The Reef represents 25 percent of the accomodations in the St. Thomas-St. John district, said Tourism Commissioner Beverly Nicholson-Doty. The hotel sustained structural damage and extensive water damage from Hurricanes Irma and Maria in 2017.

A tour of the resort revealed a space empty of ceiling tiles, ventillation ducts dangling. Roofs over top floor hotel suites curled away from the building and in some places, exterior walls were torn away.

Repairs and an upgrade to meet new building code standards are expected to cost between $200 to $300 million, according to Finance Commissioner Valdamier Collens. For its part, Mapp said the V.I. government will pursue federal funding for a portion of the property to be converted into a hardened emergency shelter, accommodating as many as 800 people.

“Large hotels like Frenchman’s Reef are excellent candidates for emergency shelters because they have a robust back-up power generator supply, wastewater treatment system and other services that are critical in protecting people during storms,” Mapp said. “My administration has agreed to work withour federal partners to seek federal funding for creating an emergency shelter here at Frenchman’s Reef.”

More than a year after the storms, Frenchmen's Reef still shows the scars from Hurricanes Irma and Maria. (Judi Shimel photo)
More than a year after the storms, Frenchmen’s Reef still shows the scars from Hurricanes Irma and Maria. (Judi Shimel photo)

Wednesday’s news conference began with the signing of a memorandum of understanding spelling out the goals of the partnership. Mapp, representing the V.I. and DiamondRock Vice President and Chief Financial Officer Jay Johnson attached their signatures.

A successful pursuit of funding is expected to yield “tens of millions” of dollars which the goverrnment would provide as part of its partnership, Collens said in remarks made after Wednesday’s press conference.

DiamondRock’s Tennis said repairs made in the 1990s performed according to standards set by the Miami Dade Building Code.
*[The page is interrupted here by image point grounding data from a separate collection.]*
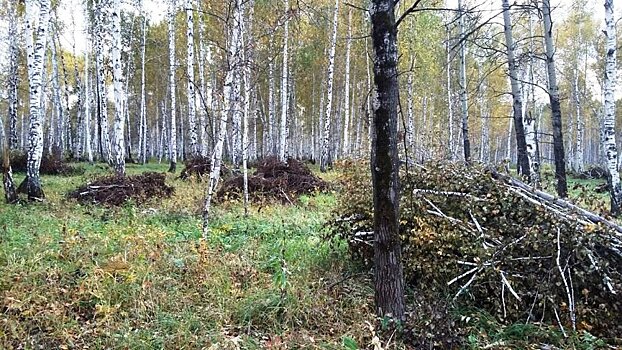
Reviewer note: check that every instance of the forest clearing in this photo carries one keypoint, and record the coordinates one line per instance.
(321, 174)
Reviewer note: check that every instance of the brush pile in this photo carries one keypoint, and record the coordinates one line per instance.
(275, 180)
(116, 190)
(490, 242)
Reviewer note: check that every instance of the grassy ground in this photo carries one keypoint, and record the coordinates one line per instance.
(140, 277)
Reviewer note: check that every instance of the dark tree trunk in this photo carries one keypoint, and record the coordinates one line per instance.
(556, 114)
(558, 148)
(388, 271)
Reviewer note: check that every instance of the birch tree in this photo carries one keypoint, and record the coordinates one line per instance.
(87, 105)
(556, 115)
(119, 120)
(325, 159)
(231, 91)
(36, 48)
(466, 143)
(171, 82)
(346, 102)
(13, 79)
(284, 91)
(10, 192)
(517, 99)
(191, 93)
(609, 132)
(142, 139)
(103, 135)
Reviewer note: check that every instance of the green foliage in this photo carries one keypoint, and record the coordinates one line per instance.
(139, 277)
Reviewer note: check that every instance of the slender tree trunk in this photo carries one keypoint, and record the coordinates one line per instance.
(450, 107)
(466, 143)
(105, 148)
(10, 192)
(609, 137)
(205, 58)
(230, 92)
(246, 34)
(580, 123)
(87, 106)
(410, 115)
(556, 115)
(13, 78)
(119, 120)
(388, 271)
(142, 139)
(325, 161)
(172, 89)
(346, 102)
(192, 127)
(521, 144)
(284, 92)
(36, 57)
(58, 134)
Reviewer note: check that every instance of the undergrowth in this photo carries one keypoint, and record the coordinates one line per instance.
(139, 277)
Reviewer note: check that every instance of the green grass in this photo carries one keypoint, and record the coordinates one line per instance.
(140, 277)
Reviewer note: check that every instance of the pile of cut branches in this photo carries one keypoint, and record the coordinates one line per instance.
(275, 180)
(199, 167)
(116, 190)
(491, 242)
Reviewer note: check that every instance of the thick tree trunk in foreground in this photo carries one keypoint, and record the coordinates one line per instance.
(388, 271)
(36, 59)
(609, 137)
(325, 159)
(521, 144)
(556, 114)
(231, 91)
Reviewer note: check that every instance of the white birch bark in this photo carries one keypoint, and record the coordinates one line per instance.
(246, 34)
(609, 139)
(230, 93)
(57, 135)
(117, 72)
(450, 108)
(36, 59)
(409, 109)
(346, 103)
(205, 59)
(102, 95)
(271, 109)
(466, 144)
(284, 85)
(142, 148)
(580, 122)
(192, 127)
(12, 81)
(171, 82)
(87, 106)
(324, 162)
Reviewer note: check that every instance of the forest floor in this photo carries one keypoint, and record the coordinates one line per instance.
(140, 277)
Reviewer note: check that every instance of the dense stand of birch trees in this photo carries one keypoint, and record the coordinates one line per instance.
(235, 81)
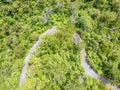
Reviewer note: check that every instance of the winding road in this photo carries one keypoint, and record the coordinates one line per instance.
(31, 53)
(88, 70)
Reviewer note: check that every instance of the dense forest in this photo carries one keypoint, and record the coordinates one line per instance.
(56, 64)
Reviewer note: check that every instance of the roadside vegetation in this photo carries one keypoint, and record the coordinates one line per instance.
(56, 64)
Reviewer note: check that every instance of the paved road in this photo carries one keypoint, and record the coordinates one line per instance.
(88, 70)
(31, 53)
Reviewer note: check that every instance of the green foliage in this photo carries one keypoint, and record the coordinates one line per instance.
(56, 64)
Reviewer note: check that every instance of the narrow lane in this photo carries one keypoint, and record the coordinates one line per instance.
(31, 53)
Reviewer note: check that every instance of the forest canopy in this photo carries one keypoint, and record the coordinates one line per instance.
(56, 64)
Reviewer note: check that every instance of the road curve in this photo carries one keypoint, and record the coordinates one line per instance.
(31, 53)
(88, 69)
At that time structures were built to withstand winds up to 145 mph, he said.

This time, reconstructed buildings will be built to withstand winds up to 165 mph. Winds of 185 mph would be the goal for the hardened emergency shelter, Tennis said.
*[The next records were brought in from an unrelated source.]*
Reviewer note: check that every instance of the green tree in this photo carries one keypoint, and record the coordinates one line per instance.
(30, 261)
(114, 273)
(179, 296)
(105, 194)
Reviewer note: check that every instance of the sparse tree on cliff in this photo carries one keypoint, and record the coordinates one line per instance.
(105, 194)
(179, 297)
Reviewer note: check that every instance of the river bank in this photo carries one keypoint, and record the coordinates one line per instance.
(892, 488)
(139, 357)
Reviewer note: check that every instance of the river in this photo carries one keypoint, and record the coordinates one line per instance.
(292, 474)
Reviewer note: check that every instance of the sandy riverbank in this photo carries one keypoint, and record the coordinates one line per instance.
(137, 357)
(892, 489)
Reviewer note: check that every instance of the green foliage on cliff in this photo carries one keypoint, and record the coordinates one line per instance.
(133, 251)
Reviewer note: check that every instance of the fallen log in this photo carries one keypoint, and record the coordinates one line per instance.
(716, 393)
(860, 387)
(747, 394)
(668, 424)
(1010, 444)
To encourage other properties to make similar improvements, Mapp said an Economic Recovery Fee would generate mitigation funds and reduce the need of hoteliers to seek government assistance.
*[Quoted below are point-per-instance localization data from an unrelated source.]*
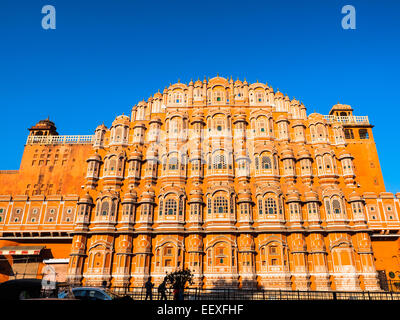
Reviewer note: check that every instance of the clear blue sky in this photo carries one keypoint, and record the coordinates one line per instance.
(105, 56)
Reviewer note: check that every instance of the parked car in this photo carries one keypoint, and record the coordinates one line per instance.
(21, 289)
(88, 293)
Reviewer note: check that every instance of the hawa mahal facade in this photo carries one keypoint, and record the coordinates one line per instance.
(228, 179)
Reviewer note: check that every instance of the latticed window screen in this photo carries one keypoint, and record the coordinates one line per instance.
(170, 207)
(219, 161)
(260, 211)
(266, 162)
(327, 207)
(256, 162)
(104, 208)
(161, 207)
(336, 206)
(220, 205)
(270, 206)
(181, 206)
(173, 164)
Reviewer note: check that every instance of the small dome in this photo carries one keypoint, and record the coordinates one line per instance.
(282, 118)
(354, 196)
(94, 157)
(310, 195)
(130, 197)
(287, 153)
(86, 198)
(158, 95)
(303, 154)
(293, 195)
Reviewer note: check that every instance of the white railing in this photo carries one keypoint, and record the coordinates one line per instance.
(88, 139)
(347, 119)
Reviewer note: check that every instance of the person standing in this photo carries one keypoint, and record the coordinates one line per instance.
(149, 289)
(161, 290)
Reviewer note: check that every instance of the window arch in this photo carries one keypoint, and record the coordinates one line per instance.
(220, 205)
(105, 207)
(170, 207)
(266, 163)
(336, 208)
(270, 206)
(219, 161)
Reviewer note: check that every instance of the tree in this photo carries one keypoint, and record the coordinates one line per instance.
(178, 280)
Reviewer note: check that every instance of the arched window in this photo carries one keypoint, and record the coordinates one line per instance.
(348, 134)
(219, 161)
(112, 165)
(170, 207)
(266, 163)
(336, 206)
(363, 133)
(220, 205)
(105, 208)
(173, 163)
(270, 206)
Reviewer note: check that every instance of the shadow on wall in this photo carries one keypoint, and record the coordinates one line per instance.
(5, 269)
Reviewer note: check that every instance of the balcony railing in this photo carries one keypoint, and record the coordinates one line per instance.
(348, 119)
(87, 139)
In a transmittal letter written to Senate President Myron Jackson, the governor laid out the strategy.

“The fee will be assessed and collected like the hotel occupancy tax. An approved hotel can independently increased its hotel occupancy tax from its statutory level up to a maximum of .5 percent above that level, with the difference between the existing tax and the modified tax being returned to the hotel for use in approved renovation and expansion projects,” Map said.

Hotels are not required to adopt the recovery fee plan, but can opt in if they choose to.

Fees would be collected from hotel guests as a surcharge.

In the weeks after the twin disasters struck in 2017, most hotels promised to make comebacks by 2019. At the press conference Doty said St. Thomas- Ritz-Carlton was ready to reopen within a few days.

Mid-sized hotels such as Best Western Emerald Beach Resort were up and running, along with smaller hotels like the Mafolie Hotel and Bolongo Bay Beach Resort, the commissioner said.

In downtown Charlotte Amalie the Windward Passage, Holiday Inn Hotel was working its way through restoration, Doty said.

On the east end of the island, Point Pleasant and Margaritaville are doing business. There was no word on restoration efforts at Sugar Bar Resort.

On St. John, Gallows Point Hotel recovered quickly from the 2017 storms and is welcoming guests. Grande Bay Condominium Resort is open and the St. John Westin is preparing to reopen in 2019.